Missy, gathering that Chris is a smoker, volunteers to cure him via hypnosis (she’s a psychiatrist), but he’d rather not go there.
Chris is a bit unsettled by the slightly odd behavior of the family’s groundskeeper, Walter (Marcus Henderson, Whiplash, Pete’s Dragon) and maid, Georgina (Betty Gabriel), too – though Rose seems blissfully unaware (she does apologize to Chris about her parents being a little too…).
Apparently, Chris and Rose have arrived on the weekend of an annual party and, before you know it, the house and yard are filled with people – all but one of whom have something obvious in common. The one being another black man who is also more than a bit off (he has no idea, for example, what a fist bump is…).
Dean and Missy’s friends all seem gregarious enough, but interspersed with their chatter there are comments about Chris’ physique – Rose’s brother, Jeremy (Caleb Landy Jones, X-Men: First Class, War on Everyone) suggests he’d be a ‘beast in a fight’ – and one man goes so far as to say that ‘Black is in fashion!’
To say anything more would be impossible without serious spoiler territory.
Get Out is well plotted and Peele directs with both sledgehammer force and incredible subtlety when required – the opening act of violence as an example of the former; the one real jump moment that is earned because it shouldn’t as an example of the latter.
The film looks good – Peele shows some lovely tableaux that encompass various areas at the party, and places the opening violence within a nearly motionless frame.
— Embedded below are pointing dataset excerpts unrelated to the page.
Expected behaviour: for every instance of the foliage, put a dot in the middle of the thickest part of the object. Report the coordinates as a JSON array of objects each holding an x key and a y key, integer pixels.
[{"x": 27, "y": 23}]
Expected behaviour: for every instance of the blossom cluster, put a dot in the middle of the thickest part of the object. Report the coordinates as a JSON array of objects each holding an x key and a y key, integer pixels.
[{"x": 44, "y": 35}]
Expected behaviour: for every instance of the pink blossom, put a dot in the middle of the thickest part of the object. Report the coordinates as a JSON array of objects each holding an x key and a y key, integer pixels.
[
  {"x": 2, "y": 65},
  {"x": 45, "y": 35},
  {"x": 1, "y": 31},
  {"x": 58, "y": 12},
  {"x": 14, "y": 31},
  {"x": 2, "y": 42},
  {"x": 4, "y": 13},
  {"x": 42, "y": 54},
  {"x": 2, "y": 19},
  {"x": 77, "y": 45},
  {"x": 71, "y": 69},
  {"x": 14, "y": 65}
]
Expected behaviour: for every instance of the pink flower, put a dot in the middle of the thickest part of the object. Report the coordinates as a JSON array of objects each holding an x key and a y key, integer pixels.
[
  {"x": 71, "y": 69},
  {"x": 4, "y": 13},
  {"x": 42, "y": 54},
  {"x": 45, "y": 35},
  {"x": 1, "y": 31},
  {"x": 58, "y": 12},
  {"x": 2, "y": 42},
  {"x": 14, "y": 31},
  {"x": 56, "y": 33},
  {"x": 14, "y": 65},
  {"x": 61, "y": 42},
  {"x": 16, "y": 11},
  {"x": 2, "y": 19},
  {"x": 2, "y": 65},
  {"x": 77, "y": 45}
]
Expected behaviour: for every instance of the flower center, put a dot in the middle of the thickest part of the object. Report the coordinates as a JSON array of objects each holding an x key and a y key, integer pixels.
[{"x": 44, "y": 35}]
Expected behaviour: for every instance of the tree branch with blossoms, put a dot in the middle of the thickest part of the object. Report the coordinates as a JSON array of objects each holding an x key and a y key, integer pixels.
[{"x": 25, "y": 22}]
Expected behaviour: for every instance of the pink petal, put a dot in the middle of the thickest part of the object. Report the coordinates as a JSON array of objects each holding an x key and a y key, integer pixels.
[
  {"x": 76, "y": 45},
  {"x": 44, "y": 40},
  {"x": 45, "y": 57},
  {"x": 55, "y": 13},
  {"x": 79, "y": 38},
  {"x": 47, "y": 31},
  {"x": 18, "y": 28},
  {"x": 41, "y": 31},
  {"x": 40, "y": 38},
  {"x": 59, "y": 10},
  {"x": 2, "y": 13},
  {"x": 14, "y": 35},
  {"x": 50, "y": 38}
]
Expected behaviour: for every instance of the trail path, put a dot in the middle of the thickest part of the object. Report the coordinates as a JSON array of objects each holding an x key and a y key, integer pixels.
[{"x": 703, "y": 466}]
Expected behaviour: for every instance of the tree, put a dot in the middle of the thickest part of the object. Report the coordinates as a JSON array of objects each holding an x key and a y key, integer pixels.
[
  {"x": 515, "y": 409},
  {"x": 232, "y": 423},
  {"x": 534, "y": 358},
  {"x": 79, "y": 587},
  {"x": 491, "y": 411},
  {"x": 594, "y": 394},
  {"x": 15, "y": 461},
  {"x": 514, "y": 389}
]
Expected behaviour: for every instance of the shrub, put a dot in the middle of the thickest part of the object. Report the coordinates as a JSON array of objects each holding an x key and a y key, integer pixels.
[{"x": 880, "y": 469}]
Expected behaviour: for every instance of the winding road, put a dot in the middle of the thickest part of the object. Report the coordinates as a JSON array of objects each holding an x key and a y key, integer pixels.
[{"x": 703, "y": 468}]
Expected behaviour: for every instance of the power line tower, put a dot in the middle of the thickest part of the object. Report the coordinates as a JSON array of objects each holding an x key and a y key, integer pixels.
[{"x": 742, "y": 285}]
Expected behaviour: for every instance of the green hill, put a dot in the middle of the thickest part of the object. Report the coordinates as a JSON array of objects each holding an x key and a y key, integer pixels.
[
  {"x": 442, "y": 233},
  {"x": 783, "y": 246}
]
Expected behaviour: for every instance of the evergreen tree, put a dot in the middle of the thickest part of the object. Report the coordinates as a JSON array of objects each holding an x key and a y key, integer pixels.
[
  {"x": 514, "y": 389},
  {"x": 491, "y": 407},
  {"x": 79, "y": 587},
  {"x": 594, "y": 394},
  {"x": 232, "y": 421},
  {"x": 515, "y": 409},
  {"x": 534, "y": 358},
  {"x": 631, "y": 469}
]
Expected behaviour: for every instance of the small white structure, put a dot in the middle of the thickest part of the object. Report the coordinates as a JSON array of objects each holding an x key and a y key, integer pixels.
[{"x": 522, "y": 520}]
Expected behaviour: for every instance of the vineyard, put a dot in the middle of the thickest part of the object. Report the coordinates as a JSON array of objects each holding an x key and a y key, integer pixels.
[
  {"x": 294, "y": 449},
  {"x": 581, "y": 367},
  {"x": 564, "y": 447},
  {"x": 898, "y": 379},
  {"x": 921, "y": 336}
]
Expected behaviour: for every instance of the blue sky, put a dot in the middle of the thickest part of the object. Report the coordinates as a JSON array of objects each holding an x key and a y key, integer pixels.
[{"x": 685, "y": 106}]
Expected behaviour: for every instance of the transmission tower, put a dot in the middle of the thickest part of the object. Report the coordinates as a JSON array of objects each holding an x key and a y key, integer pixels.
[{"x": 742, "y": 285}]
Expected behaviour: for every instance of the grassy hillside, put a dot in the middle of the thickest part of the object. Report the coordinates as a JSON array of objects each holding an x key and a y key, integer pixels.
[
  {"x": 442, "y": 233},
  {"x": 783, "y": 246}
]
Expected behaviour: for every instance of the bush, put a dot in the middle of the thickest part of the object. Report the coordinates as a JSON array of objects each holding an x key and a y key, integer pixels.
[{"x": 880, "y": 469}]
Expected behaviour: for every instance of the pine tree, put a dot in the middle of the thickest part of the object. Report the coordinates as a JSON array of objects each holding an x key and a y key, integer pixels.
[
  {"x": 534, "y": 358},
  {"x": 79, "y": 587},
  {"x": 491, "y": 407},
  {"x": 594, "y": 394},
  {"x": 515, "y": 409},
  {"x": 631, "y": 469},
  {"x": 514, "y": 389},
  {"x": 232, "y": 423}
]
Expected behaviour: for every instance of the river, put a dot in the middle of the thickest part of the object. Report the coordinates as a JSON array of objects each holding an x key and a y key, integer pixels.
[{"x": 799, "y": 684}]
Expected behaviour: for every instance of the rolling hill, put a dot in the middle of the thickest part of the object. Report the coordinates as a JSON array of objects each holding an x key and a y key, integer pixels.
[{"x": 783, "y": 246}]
He gets some extremely lovely shots of the land surround Dean and Missy’s home – putting the tension and ensuing Big Finish in sharp relief.
If he goes a little bit over-the-top in the film’s climax, it’s because all the creepiness we’ve experienced requires a payoff that’s so big and twisted that, in its key moments, all the perceived White liberal racism becomes actions rather than carefully modulated conversations.
To this end, there’s a good reason that he also cleverly sets up the finale with an encounter on the road to the Armitage home. (Yes, he even plays to the horror trope that when it seems like it’s over, it’s not over – and, like the rest of the film, he does it incredibly well.)
Get Out is smart, witty, original and – no surprise given Peele’s last gig – funny on a number of levels. It is the rare horror film that wouldn’t merely benefit from a second viewing, it practically screams for one.